Regan Kwan is a Research Associate with the Southeast Asia Program at the Stimson Center. His research focuses on the environmental and socioeconomic impact of development in the Greater Mekong Subregion. He manages the technical aspects of the Mekong Infrastructure Tracker project and leads the program’s data collection and management process.
Why do you work at Stimson?
I’ve always known that I wanted to do policy work, but I didn’t want to do it in the conventional sense where the work ends once a report is written and disseminated to policymakers. Instead I want to provide research analysis on different policy issues to a broad audience and engage directly with the user community. And that’s exactly what Stimson does.
What did you do before you worked at Stimson?
I joined the Peace Corps out of college, where I worked on youth and community development projects in Morocco. I came back and worked an office job at the Social Security Administration before deciding to go to graduate school where I focused on program monitoring and evaluation. Specifically, I focused on quantitative evaluation and the intersection of geographic information systems (GIS) and policy work. After graduate school I had the opportunity to do a couple of fellowships. One was at the International Maize and Wheat Improvement Center (CIMMYT) in Kenya, which addresses global food security issues. And then I had the opportunity to do a fellowship with a professor at my graduate school, UC San Diego School of Global Policy and Strategy. All of that led me to Stimson, where I am applying my experience and expertise to the Mekong Infrastructure Tracker platform.
What are you most proud of?
The Mekong Infrastructure Tracker project started before I joined Stimson, but it is something I am excited to be a part of and contribute to. Through this project I get to engage with a variety of people within the region, from researchers, policymakers, media outlets, and local organizations.
It’s so important to engage with communities directly. So often large projects like this have a top-down approach, but thinking about the user experience at all stages of a project is extremely important to me and to our program. One of our core values for the Tracker is to enable people to take a system-scale approach to development, as well as to increase data literacy more generally. While we try to remain relatively agnostic as data providers, we very much thought about local communities during the Tracker’s creation and continue to keep them in mind as we provide trainings and grow the reach of this tool.
For example, people can now get answers to questions like, “Is the power plant near my home impacting key biodiversity areas in my community?” or “Which companies and governments are investing in the new infrastructure project in my community?” That’s really powerful and can help communities connect the dots within a complex web of security issues, from environmental to economic to food security.

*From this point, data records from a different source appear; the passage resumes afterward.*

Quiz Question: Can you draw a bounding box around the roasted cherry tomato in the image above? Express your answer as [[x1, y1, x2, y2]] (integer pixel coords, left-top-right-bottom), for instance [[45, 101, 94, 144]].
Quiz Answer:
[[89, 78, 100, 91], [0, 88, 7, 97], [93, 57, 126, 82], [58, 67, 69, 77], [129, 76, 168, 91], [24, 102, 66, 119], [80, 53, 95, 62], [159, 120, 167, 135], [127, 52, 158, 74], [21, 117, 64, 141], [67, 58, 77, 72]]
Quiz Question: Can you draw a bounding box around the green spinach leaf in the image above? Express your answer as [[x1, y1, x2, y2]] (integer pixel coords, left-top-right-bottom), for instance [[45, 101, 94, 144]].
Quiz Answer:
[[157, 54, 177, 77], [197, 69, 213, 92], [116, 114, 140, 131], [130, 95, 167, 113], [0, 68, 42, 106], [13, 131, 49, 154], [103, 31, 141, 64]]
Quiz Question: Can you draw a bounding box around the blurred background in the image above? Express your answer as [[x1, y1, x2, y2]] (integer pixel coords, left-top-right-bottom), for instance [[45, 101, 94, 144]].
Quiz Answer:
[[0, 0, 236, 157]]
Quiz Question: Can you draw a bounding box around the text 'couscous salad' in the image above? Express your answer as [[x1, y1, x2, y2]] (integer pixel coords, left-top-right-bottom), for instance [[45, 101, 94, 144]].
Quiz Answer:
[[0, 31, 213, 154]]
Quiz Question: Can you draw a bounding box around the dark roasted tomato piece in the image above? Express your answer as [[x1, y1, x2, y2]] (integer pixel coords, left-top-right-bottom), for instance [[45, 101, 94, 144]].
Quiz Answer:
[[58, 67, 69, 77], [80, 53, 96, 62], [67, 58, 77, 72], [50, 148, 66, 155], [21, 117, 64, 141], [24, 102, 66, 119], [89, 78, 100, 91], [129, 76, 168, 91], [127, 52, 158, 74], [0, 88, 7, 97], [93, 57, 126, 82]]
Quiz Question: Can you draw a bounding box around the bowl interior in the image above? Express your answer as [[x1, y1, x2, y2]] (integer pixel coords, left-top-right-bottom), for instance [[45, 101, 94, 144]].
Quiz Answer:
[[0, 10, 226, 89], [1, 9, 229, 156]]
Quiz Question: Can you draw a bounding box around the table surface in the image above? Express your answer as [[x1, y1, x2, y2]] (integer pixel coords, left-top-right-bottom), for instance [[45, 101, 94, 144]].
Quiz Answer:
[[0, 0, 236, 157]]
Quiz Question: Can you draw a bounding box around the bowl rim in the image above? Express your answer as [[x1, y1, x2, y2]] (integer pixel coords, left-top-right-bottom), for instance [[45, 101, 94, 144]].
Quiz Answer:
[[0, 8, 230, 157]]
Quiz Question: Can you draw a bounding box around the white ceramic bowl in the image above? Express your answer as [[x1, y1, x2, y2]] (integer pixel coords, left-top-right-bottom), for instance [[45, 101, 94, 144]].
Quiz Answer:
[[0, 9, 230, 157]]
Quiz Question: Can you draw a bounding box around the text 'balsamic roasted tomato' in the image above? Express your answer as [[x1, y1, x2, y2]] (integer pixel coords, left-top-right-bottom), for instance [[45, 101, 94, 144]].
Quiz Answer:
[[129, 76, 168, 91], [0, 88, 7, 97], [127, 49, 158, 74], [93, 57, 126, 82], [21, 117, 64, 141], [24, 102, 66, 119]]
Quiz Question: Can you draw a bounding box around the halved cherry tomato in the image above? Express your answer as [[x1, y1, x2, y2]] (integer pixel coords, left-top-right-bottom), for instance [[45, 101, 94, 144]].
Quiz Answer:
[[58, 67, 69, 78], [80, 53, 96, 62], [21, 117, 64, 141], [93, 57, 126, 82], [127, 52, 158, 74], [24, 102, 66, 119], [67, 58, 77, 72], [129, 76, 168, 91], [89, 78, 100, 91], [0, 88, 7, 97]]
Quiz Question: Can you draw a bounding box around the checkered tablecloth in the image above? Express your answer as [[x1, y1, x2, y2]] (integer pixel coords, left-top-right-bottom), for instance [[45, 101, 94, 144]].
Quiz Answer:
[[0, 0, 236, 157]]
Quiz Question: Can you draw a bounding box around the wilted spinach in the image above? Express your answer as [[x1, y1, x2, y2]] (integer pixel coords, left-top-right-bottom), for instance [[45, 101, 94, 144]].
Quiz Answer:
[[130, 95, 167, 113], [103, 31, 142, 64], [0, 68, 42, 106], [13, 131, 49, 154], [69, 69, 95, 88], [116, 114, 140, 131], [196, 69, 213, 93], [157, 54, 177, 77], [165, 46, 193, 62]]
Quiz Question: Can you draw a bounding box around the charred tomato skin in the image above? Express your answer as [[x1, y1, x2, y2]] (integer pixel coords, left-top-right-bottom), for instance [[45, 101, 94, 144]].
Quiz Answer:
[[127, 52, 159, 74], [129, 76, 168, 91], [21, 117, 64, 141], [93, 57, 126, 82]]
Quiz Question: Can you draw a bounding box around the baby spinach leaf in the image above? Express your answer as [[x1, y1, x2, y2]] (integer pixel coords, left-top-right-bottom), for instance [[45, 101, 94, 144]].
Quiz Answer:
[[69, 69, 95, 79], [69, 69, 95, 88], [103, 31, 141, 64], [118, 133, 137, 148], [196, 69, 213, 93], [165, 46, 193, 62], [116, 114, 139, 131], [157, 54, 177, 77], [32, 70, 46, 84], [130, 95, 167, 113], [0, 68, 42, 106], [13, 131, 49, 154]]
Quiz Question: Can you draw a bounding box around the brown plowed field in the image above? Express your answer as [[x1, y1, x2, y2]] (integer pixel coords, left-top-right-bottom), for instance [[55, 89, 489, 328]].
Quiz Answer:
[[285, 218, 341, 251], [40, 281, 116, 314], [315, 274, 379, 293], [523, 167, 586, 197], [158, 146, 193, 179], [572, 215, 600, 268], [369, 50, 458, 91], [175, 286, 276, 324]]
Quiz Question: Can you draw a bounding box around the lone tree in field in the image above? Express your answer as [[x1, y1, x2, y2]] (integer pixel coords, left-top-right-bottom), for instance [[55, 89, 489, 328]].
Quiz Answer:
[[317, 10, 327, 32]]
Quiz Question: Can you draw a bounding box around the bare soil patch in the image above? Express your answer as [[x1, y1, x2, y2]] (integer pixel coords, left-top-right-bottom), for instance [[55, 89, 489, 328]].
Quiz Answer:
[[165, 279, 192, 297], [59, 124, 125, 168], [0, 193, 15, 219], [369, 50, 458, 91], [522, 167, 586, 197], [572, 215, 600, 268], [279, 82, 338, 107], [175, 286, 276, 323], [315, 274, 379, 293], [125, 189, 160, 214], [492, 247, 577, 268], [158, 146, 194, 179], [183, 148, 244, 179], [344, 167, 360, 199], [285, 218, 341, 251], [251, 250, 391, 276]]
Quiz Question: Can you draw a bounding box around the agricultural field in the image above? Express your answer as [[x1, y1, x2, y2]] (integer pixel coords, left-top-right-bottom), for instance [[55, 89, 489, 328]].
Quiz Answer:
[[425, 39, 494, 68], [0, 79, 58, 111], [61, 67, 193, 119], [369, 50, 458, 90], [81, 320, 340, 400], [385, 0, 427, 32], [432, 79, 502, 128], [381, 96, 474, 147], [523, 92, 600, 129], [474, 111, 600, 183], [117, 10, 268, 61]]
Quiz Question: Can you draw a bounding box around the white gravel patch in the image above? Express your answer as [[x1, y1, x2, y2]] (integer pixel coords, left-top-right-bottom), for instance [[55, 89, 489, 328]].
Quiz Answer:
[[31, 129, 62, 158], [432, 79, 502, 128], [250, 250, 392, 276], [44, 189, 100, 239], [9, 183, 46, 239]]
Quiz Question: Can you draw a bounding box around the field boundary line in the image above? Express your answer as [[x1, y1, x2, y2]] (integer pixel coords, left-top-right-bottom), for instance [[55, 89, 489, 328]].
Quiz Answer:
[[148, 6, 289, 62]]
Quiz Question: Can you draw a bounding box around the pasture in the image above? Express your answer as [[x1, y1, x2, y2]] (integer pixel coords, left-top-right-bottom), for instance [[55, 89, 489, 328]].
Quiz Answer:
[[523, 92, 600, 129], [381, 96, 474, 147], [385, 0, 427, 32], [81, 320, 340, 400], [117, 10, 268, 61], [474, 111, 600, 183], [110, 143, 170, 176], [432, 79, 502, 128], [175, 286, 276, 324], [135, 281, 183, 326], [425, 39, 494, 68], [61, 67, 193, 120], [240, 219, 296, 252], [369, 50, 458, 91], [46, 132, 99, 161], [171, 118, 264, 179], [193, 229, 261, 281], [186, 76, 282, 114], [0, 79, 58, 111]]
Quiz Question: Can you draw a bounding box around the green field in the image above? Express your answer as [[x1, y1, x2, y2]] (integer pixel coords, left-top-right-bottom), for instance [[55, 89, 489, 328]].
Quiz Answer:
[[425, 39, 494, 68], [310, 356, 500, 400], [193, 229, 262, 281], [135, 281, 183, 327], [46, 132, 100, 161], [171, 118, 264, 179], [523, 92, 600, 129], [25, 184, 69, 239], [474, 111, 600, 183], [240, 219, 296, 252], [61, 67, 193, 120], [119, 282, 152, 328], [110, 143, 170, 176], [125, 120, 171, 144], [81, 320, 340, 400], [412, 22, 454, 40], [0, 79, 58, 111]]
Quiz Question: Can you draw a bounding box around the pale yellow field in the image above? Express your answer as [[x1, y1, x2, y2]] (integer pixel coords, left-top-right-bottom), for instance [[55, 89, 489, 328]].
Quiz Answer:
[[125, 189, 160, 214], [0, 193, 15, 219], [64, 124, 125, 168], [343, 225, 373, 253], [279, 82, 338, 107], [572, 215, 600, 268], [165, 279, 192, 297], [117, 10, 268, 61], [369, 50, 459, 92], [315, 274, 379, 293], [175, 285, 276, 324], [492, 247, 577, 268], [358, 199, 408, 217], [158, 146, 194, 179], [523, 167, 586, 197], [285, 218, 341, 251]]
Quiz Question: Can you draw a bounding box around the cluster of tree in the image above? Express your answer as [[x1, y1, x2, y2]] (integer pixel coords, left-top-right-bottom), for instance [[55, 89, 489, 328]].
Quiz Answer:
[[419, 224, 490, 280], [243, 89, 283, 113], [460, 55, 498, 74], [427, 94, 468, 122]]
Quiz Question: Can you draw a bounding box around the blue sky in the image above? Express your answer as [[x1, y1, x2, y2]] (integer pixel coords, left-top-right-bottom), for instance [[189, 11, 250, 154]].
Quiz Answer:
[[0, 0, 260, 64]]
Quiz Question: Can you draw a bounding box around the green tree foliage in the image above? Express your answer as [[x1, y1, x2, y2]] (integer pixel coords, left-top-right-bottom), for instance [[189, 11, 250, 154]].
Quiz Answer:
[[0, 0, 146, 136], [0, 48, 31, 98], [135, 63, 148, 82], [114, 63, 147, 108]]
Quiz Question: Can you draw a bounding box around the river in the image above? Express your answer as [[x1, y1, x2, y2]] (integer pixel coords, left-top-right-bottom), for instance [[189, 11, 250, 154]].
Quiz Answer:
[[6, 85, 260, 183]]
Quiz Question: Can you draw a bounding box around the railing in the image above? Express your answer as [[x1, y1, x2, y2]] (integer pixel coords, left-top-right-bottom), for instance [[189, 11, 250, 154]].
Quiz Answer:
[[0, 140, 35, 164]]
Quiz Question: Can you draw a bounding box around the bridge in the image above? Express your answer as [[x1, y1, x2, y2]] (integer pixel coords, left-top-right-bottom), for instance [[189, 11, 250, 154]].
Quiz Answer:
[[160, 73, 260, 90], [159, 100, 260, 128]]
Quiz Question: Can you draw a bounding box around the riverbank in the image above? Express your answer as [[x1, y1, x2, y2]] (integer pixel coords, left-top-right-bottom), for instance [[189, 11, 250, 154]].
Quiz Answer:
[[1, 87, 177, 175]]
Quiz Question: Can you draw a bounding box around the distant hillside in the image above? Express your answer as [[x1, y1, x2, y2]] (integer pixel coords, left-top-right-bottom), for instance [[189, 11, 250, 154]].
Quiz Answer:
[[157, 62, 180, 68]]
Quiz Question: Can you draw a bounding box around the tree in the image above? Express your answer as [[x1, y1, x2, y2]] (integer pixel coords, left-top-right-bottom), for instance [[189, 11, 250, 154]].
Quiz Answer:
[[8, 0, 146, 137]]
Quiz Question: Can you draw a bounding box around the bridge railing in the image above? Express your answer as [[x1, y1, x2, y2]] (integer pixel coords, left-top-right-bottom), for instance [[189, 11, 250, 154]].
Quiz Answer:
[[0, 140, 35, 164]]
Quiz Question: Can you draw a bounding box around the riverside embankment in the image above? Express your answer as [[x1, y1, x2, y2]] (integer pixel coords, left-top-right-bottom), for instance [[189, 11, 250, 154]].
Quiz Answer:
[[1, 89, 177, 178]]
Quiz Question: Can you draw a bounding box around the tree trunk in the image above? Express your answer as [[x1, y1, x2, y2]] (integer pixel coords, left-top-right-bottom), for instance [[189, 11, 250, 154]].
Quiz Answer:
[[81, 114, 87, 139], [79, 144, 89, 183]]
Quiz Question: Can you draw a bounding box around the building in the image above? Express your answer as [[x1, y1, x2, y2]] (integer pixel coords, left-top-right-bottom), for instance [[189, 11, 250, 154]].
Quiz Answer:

We are already seeing people use the Tracker in this way. For example, regional news outlets are using our data to provide a more informed, holistic perspective on the impacts of infrastructure development within their communities. Additionally, the open source nature of this tool has increased our ability to collaborate with local partners organizations. Many of these organization have been collecting this data for a long time but didn’t have access to the software and analysis tools that Stimson uses. Now we can share this data with them in a new way.
What is something you wish people understood about your work?
It is so difficult to collect data outside of Europe and North America in a transparent and accurate manner. As a researcher, that means I need to go to different sources – companies or crowdsourcing with local community organizations – to gather and corroborate information. The crowdsourcing work we do has actually been positive, as it helps us build relationships with local communities and we hope makes the Tracker a more accessible tool. But, it can be time consuming and inefficient.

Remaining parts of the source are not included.